Hi David,

On 18.01.2019 19:58, David Malcolm wrote:
> On Fri, 2019-01-18 at 12:32 -0500, David Malcolm wrote:
> 
> [CCing Abel]
> 
>> PR rtl-optimization/88423 reports an ICE within sched-ebb.c's
>> begin_move_insn, failing the assertion at line 175, where there's
>> no fall-through edge:
>>
>> 171         rtx_insn *x = NEXT_INSN (insn);
>> 172         if (e)
>> 173           gcc_checking_assert (NOTE_P (x) || LABEL_P (x));
>> 174         else
>> 175           gcc_checking_assert (BARRIER_P (x));
>>
>> "insn" is a jump_insn for a table jump, and its NEXT_INSN is the
>> placeholder code_label, followed by the jump_table_data.

This code was added at the time of our work for the speculation support in
ia64.  I would guess it was just never designed to support tablejumps,
rather the jumps to recovery blocks or some such.  But I might be wrong, it
was back in 2006.  If you look at fix_jump_move, which was added about that
time, it doesn't have any traces of tablejumps as well.

>>
>> It's not clear to me if such a jump_insn can be repositioned within
>> the insn stream, or if the scheduler is able to do so.  I believe a
>> tablejump is always at the end of such a head/tail insn sub-stream.
>> Is it a requirement that the placeholder code_label for the jump_insn
>> is always its NEXT_INSN?
>>
>> The loop at the start of schedule_ebb adjusts the head and tail
>> of the insns to be scheduled so that it skips leading and trailing
>> notes
>> and debug insns.
>>
>> This patch adjusts that loop to also skip trailing jump_insn
>> instances
>> that are table jumps, so that we don't attempt to move such table
>> jumps.
>>
>> This fixes the ICE, but I'm not very familiar with this part of the
>> compiler - so I have two questions:
>>
>> (1) What does GCC mean by "ebb" in this context?
>>
>> My understanding is that the normal definition of an "extended basic
>> block" (e.g.
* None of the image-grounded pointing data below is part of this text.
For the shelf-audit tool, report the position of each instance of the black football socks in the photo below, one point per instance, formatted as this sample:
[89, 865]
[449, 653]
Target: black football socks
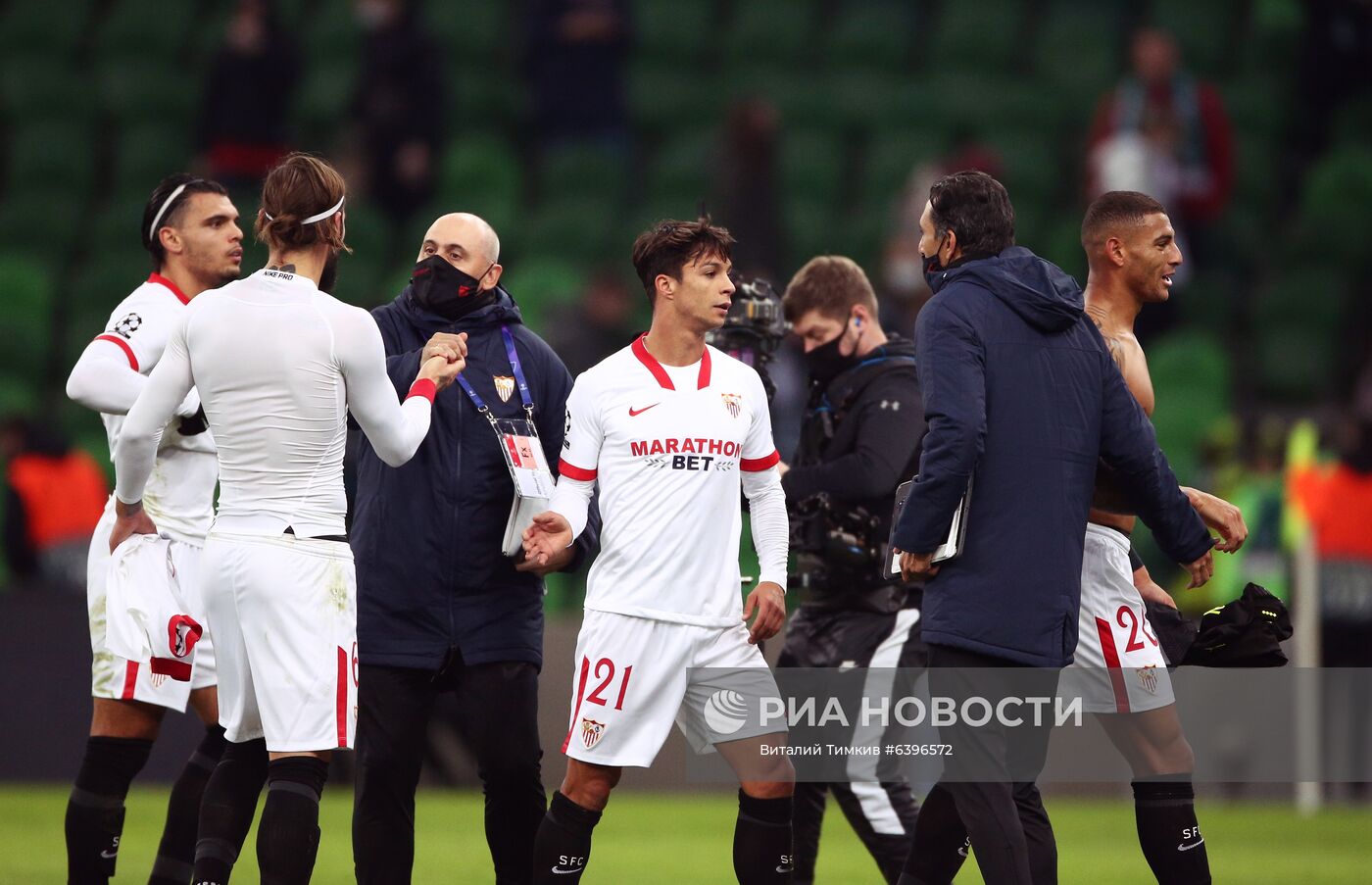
[95, 810]
[288, 836]
[761, 840]
[226, 810]
[1165, 813]
[564, 841]
[940, 846]
[175, 854]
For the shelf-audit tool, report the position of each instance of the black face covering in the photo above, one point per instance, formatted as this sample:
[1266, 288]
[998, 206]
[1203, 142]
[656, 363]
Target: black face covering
[448, 291]
[932, 264]
[827, 361]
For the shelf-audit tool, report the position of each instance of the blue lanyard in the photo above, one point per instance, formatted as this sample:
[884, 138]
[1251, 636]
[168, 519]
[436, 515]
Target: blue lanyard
[518, 379]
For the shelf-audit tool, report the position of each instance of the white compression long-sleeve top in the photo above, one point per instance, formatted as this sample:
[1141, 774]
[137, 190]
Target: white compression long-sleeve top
[278, 366]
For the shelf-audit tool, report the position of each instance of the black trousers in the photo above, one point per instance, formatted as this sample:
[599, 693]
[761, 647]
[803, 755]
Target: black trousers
[994, 767]
[498, 707]
[882, 813]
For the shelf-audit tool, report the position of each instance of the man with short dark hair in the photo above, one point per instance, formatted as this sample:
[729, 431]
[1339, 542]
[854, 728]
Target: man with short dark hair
[1021, 394]
[189, 229]
[671, 429]
[857, 446]
[1132, 250]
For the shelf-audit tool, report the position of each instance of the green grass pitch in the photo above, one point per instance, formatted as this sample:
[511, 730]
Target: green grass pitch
[654, 837]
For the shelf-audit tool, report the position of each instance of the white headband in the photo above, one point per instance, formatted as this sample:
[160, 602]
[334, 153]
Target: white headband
[326, 213]
[153, 230]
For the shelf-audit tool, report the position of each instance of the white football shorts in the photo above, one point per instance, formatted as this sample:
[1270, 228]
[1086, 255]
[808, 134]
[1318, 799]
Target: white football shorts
[120, 678]
[285, 635]
[1118, 665]
[634, 676]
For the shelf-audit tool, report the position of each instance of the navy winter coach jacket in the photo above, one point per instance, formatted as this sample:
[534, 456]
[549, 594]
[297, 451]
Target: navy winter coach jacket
[427, 535]
[1021, 391]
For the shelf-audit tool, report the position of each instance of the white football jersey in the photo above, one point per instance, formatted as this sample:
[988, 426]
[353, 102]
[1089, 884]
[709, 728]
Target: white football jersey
[278, 366]
[180, 493]
[665, 446]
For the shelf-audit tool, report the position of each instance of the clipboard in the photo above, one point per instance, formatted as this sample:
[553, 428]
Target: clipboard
[947, 551]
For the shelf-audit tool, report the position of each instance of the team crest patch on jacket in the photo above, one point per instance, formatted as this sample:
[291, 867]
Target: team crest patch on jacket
[592, 731]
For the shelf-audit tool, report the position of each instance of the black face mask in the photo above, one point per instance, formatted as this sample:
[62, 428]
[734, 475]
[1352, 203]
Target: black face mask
[448, 291]
[827, 361]
[932, 265]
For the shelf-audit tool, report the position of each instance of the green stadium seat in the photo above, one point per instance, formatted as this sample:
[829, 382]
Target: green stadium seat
[37, 27]
[146, 154]
[324, 96]
[539, 285]
[146, 89]
[51, 160]
[105, 278]
[27, 305]
[45, 89]
[1207, 31]
[812, 168]
[578, 229]
[661, 99]
[675, 29]
[1077, 51]
[583, 171]
[892, 158]
[877, 36]
[985, 36]
[143, 29]
[1033, 168]
[781, 30]
[43, 225]
[683, 168]
[476, 27]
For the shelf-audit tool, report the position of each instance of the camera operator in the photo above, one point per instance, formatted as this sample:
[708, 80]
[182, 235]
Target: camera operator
[859, 441]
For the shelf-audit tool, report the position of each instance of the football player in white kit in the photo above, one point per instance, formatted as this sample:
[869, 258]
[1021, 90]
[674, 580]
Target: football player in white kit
[1118, 667]
[278, 366]
[189, 226]
[669, 429]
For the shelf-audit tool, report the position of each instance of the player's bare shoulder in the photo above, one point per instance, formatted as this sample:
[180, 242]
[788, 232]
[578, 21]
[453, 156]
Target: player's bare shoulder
[1128, 354]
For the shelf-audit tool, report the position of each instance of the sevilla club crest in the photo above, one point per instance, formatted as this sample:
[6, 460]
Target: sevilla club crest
[182, 633]
[592, 731]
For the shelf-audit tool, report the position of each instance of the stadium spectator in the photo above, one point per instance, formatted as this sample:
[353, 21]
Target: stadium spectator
[400, 106]
[575, 52]
[468, 619]
[747, 187]
[244, 116]
[1165, 133]
[54, 498]
[1010, 597]
[599, 324]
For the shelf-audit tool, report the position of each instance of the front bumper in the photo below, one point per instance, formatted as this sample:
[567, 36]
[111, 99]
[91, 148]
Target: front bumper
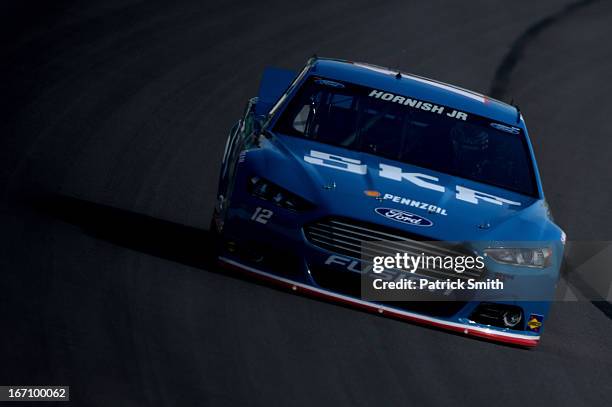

Muchnick's book pp175-177) is that it's a maximal
>> grouping
>> of basic blocks where only one BB in each group has multiple in-edges
>> and all other BBs in the group have a single in-edge (and thus e.g.
>> there's a tree-like structure of BBs within each EBB).
>>
>> From what I can tell, schedule_ebbs is iterating over BBs, looking
>> for
>> runs of BBs joined by next_bb that are connected by fallthrough edges
>> and don't have labels (and aren't flagged with BB_DISABLE_SCHEDULE).
>> It uses this run of BBs to generate a run of instructions within the
>> NEXT_INSN/PREV_INSN doubly-linked list, which it passes as "head"
>> and "tail" to schedule_ebb.
>>
>> This sounds like it will be a group of basic blocks with single in-
>> edges
>> internally, but it isn't a *maximal* group of such BBs - but perhaps
>> it's "maximal" in the sense of what the NEXT_INSN/PREV_INSN
>> representation can cope with?

You are right, it's not a tree structure in the sense of classical EBBs but
rather a trace.  There was a code to also perform tail duplication in order
to have better traces for scheduling, but the corresponding option got
deprecated back in 2010.

>>
>> There (presumably) can't be a fallthrough edge after a table jump, so
>> a table jump could only ever be at the end of such a chain, never in
>> the
>> middle.
>>
>> (2) Is it OK to omit "tail" from consideration here, from a dataflow
>> and insn-dependency point-of-view?  Presumably the scheduler is
>> written
>> to ensure that data used by subsequent basic blocks will still be
>> available
>> after the insns within an "EBB" are reordered, so presumably any data
>> uses *within* the jump_insn are still going to be available - but, as
>> I
>> said, I'm not very familiar with this part of the code.  (I think I'm
>> also
>> assuming that the jump_insn can't clobber data, just the PC)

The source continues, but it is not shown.